July 9, 2014 / 5:48 PM / 5 years ago

Brazil cachaça maker seeks improved caipirinhas, fewer hangovers

BETIM Brazil (Reuters) - For some people, a couple of caipirinhas, the powerful Brazilian cocktail, are just what is needed to take the edge off the stress of a hard day’s work.

But for others, including more than a few visitors to this year’s soccer World Cup, even a single caipirinha (pronounced kai-per-REEN-ya) will leave them with a monster hangover.

Luiz Otavio Goncalves, 72, wants to change that.

Goncalves is one of the country’s boutique producers of “cachaça” – the powerful sugar-cane liquor that is the main ingredient - some would say “poison” - in a caipirinha.

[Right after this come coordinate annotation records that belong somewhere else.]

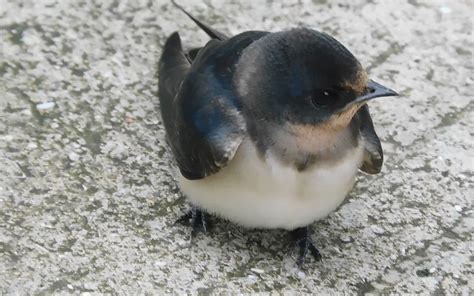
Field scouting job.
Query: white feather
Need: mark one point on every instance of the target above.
(264, 193)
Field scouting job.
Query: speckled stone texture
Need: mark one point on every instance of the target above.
(88, 201)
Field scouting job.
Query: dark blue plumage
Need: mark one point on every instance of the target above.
(290, 107)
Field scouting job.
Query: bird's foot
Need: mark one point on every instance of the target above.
(199, 220)
(304, 243)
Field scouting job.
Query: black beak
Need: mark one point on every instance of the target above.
(375, 90)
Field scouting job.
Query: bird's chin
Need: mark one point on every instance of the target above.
(342, 119)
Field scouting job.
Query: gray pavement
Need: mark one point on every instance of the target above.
(87, 199)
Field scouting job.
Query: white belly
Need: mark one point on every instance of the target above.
(265, 194)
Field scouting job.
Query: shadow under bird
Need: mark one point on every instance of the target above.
(268, 129)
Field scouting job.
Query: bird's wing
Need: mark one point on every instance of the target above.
(373, 155)
(202, 117)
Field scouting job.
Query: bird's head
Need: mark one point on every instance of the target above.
(303, 77)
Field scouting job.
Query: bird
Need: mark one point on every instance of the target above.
(268, 129)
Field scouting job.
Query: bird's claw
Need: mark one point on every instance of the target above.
(198, 219)
(304, 243)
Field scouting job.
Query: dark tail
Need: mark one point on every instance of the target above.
(209, 31)
(173, 68)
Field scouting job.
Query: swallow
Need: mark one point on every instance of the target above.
(268, 129)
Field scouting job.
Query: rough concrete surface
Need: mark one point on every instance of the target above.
(87, 199)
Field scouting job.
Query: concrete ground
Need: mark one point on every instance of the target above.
(87, 201)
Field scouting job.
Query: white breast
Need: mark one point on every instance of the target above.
(263, 193)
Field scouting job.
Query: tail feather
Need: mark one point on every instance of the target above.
(209, 31)
(173, 68)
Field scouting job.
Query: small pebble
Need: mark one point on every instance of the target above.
(345, 238)
(257, 270)
(45, 106)
(301, 274)
(159, 264)
(377, 229)
(73, 156)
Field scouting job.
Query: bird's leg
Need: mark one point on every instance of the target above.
(304, 244)
(198, 219)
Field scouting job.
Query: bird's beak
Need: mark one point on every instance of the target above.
(375, 90)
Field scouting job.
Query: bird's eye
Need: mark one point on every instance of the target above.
(324, 97)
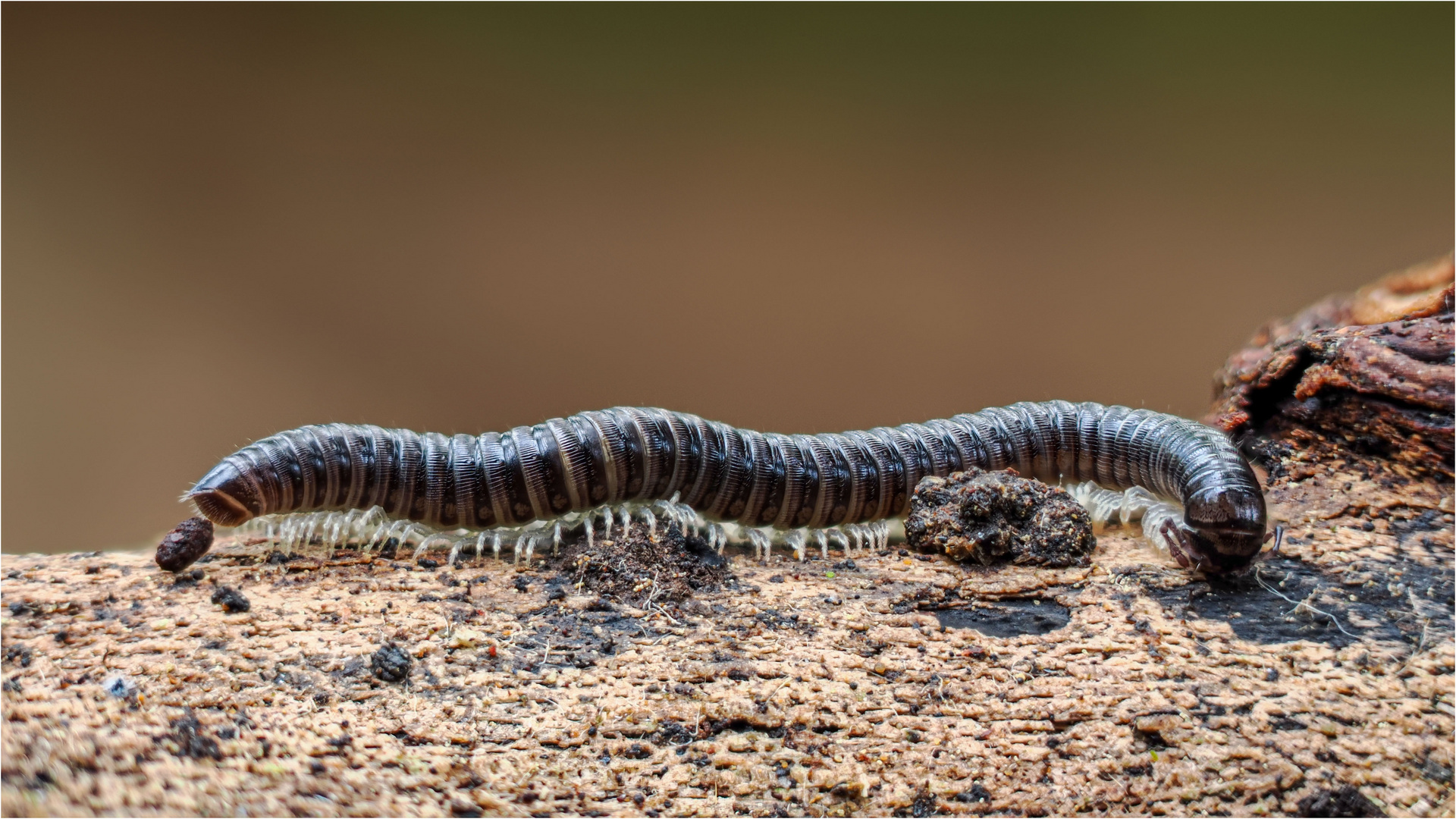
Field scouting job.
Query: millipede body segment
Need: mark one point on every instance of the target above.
(756, 480)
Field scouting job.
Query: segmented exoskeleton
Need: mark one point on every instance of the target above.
(762, 482)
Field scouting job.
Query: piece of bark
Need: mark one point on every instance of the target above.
(1373, 372)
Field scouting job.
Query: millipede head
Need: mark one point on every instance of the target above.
(226, 497)
(1225, 528)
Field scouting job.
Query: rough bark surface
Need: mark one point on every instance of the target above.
(884, 684)
(1373, 372)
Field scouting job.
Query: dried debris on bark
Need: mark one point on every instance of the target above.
(999, 518)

A mix of crushed lime and sugar, ice and cachaça (pronounced ka-SHA-sah), the caipirinha has been spreading beyond Brazil to bars around the world.

But the cocktail’s popularity, Goncalves says, has encouraged cachaça producers to churn out cheap, impure cachaças and for bartenders to mix them into their drinks, increasing the chance of a hangover.

In Brazil, the world’s top sugarcane producer, there are more than 2,700 different brands of cachaça, Goncalves said. The stuff is strong. A bottle normally contains 38 to 54 percent alcohol. Hiding cheap cachaça in a caipirinha is made easy by the cocktail’s sharp tastes.

“They normally use cheap cachaça to make caipirinhas because you mix it with lime and sugar,” said Goncalves who makes his Vale Verde, or “Green Valley” cachaças from cane he grows on a 30-hectare (74-acre) plantation in Brazil’s central-highland state of Minas Gerais.

“You lose the aroma, the flavor of the pure cachaça,” he added. “When you taste a good cachaça, it’s delicious. It’s like a good cognac, scotch, tequila.”

And Goncalves knows his beverages. In the last 50 years, he has sold everything from Coca Cola, coconut water and Pepsi to Brazil’s Kaiser beer. He started Vale Verde 25 years ago.

Vale Verde cachaça is a combination of the old and the new. Sugar cane is harvested and fed into the slicing and juicing machine by hand the old-fashioned way. The juice is fermented in modern, industrial-sized tanks and distilled in traditional copper pots known as “alambiques.”

The spirits are then aged in oak barrels for three to 12 years.

“Sugarcane gives us ethanol for our cars, energy to our body, and joy and happiness to our soul; it’s the perfect plant,” Goncalves said.

While Vale Verde cachaça is only sold in Brazil, Goncalves wants to expand to U.S. and European markets where consumers, he said, are starting to develop a taste for higher-quality, higher-value cachaça.

“It takes time, but people are drinking more pure cachaça. They are paying for quality,” said Goncalves.

Miguel Murta de Almeida agrees. His Via Cristina cachaçaria and bar in Belo Horizonte’s trendy Antonio district has been in operation since 2001 and business is booming.

Almeida offers a staggering 909 different brands of cachaça, with prices ranging from $2.50 to $35 per shot.

If its good, cost is no problem, he said.

“Cachaça is part of our culture, part of our soul, and people don’t mind paying for it,” Almeida added.